Qaqun est la cible d'une offensive israélienne et, le 5 juin, le 33e bataillon de la brigade Alexandroni attaque le village. Un assaut frontal se déroule au quartier général irakien au nord du village, après que le moulin voisin soit déblayé. Seule la Tsahal fut à même de déblayer le village pendant la journée et utilisa des renforts du 32e bataillon à Ein HaHoresh, qui flanqua les forces arabes par le sud. Les contre-attaques irakiennes depuis Qalansawe et Tulkarm durèrent jusqu'à la tombée de la nuit, les deux camps bombardant les positions adverses depuis les airs. Les forces israéliennes furent en état de préserver le village et mettre fin à l'avancée irakienne sur la plaine côtière. Alexandroni déplora 16 victimes et selon leur estimation, tout le bataillon irakien fut anéanti. Selon le site commémoratif Alexandroni, la défaite irakienne dans la bataille est considérée comme sa plus grande de la guerre.

Cependant, selon Benny Morris, l'attaque fut précédée d'un barrage d'artillerie ayant précipité l'évacuation de la plupart des habitants de Qaqun vers les bosquets voisins[14]. Et seulement quelques miliciens locaux ainsi que de nombreuses douzaines de soldats de l'armée irakienne restèrent pour se battre et ils furent rapidement submergés par l'infanterie Alexandroni[14].

Deux jours plus tard, le 7 juin, Yossef Weiz note Qaqun parmi les villages ils devaient décider s'il fallait détruire (pour empêcher le retour des villageois) ou rénover et s'installer avec les juifs.
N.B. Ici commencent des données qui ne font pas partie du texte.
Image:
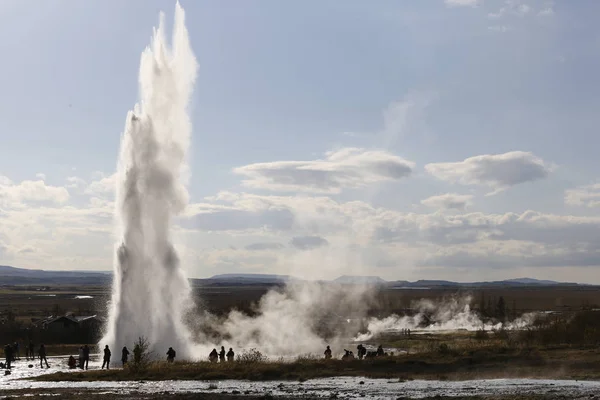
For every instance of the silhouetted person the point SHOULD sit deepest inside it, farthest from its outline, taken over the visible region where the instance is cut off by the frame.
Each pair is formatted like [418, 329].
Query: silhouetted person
[327, 353]
[106, 360]
[213, 356]
[42, 355]
[86, 356]
[72, 363]
[80, 357]
[137, 354]
[124, 355]
[348, 355]
[8, 355]
[171, 355]
[361, 351]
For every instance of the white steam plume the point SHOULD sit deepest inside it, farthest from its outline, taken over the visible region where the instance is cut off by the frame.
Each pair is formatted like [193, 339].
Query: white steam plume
[150, 291]
[446, 315]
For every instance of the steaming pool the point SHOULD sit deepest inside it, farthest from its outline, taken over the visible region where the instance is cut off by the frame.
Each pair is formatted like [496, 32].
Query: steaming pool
[342, 387]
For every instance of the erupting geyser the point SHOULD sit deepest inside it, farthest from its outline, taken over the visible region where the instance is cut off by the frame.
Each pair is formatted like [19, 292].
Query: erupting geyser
[150, 292]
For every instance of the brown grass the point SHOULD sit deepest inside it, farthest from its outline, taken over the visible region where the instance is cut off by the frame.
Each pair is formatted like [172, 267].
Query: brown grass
[491, 362]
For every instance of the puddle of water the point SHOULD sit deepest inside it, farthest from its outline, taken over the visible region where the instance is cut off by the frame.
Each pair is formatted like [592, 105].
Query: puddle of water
[341, 386]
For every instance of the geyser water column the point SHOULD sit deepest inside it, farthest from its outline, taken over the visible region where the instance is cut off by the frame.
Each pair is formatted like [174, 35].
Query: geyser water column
[150, 291]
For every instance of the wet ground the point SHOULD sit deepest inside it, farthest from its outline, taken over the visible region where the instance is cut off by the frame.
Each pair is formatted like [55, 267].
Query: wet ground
[339, 387]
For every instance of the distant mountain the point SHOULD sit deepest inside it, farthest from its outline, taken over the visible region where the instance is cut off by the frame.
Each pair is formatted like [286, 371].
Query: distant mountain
[352, 279]
[531, 281]
[251, 278]
[23, 276]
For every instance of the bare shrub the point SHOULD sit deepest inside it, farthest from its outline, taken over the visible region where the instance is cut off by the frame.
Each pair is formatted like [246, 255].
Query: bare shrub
[142, 356]
[251, 356]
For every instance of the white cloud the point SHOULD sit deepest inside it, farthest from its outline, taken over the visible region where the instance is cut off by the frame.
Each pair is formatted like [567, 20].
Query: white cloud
[461, 3]
[499, 28]
[448, 201]
[588, 196]
[105, 185]
[498, 171]
[522, 9]
[308, 242]
[13, 195]
[264, 246]
[74, 182]
[341, 169]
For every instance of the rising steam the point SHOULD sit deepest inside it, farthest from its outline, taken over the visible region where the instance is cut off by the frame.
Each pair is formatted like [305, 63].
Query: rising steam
[150, 291]
[447, 315]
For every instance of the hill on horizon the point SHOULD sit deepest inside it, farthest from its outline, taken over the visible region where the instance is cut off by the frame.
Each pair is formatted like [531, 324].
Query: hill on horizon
[20, 276]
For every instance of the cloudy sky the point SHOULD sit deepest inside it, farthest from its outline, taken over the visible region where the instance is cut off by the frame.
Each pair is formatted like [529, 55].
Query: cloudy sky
[444, 139]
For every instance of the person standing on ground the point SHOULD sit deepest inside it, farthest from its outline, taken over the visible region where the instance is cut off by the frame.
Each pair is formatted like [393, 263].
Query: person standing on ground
[137, 354]
[8, 356]
[86, 356]
[106, 360]
[327, 353]
[171, 355]
[42, 354]
[80, 357]
[124, 355]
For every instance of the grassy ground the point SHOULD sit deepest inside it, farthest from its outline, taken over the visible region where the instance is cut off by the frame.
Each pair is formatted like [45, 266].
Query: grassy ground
[492, 362]
[69, 394]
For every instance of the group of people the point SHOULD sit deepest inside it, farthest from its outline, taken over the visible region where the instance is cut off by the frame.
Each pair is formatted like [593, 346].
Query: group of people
[84, 356]
[361, 353]
[11, 354]
[215, 356]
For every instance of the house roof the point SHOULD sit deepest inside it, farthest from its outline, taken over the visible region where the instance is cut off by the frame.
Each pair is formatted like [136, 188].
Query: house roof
[71, 318]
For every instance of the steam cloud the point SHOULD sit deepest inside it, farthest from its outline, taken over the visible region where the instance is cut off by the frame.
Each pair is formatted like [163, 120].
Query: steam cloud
[151, 295]
[446, 315]
[150, 292]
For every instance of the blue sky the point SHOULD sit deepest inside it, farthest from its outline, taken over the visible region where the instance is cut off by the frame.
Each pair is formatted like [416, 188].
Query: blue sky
[451, 139]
En décembre 1948, l'État-major général de la Tsahal approuve la dépopulation des petits sites frontaliers restants ("khurab") dans la région du Triangle. On enseigna qu'un "effort devait être réalisé afin de mener à bien l'expulsion [des civils arabes] sans force". Mais si la force s'avérait nécessaire, on autorisa le gouvernement militaire à en faire usage. Parmi les sites expulsés, huit se trouvaient dans la région de Qaqun et Gharbiya[14].

Après 1948

Le kibboutz HaMa'apil a été construit sur ce qui a traditionnellement été le terrain du village en 1945, 3 km au nord-est. Trois colonies furent fondées sur le terrain du village en 1949 : Gan Yoshiya, 1 km plein sud du site du village, Ometz, 1 km au nord du site du village et Olesh, 4 km au sud-ouest du site. Haniel est construit sur le terrain du village en 1950. Yikkon est construit au début des années 1950 afin de servir de camp de transit pour les nouveaux immigrants juifs et a ensuite été transformé en école régionale. Bourgata, fondé en 1949, se situe à 5 km au sud-ouest mais ne se trouve pas sur le terrain du village.

Walid Khalidi décrit les structures restantes du village en 1992 :

« La forteresse au sommet de la colline, un puits ayant appartenu à la famille d'Abu Hantash et le bâtiment scolaire sont tout ce qu'il reste du village. La forteresse est entourée de décombres de pierre ainsi que de ruines de maisons et le bâtiment scolaire est toujours utilisée comme école par les israéliens. Des cactus ainsi qu'un vieux mûrier poussent au sud de la colline. Les terres environnantes sont couvertes de vergers. De plus, du coton, des pistaches et des légumes poussent sur les terres. Il existe une usine israélienne de transformation du fourrage au nord-est du site du village. »

Le nombre estimé de réfugiés palestiniens en provenance de Qaqun, en 1998, était de 14 034. Ce nombre comprend les descendants des réfugiés originaux.

L’Autorité de la nature et des parcs et la Société de développement économique de la vallée de Hefer ont récemment ordonné que l'ancien site de Qaqun, sa forteresse ainsi que d'autres ruines soient déclarés parc national. Le plan est de réhabiliter le site et de le transformer en un « point d'attraction touristique ».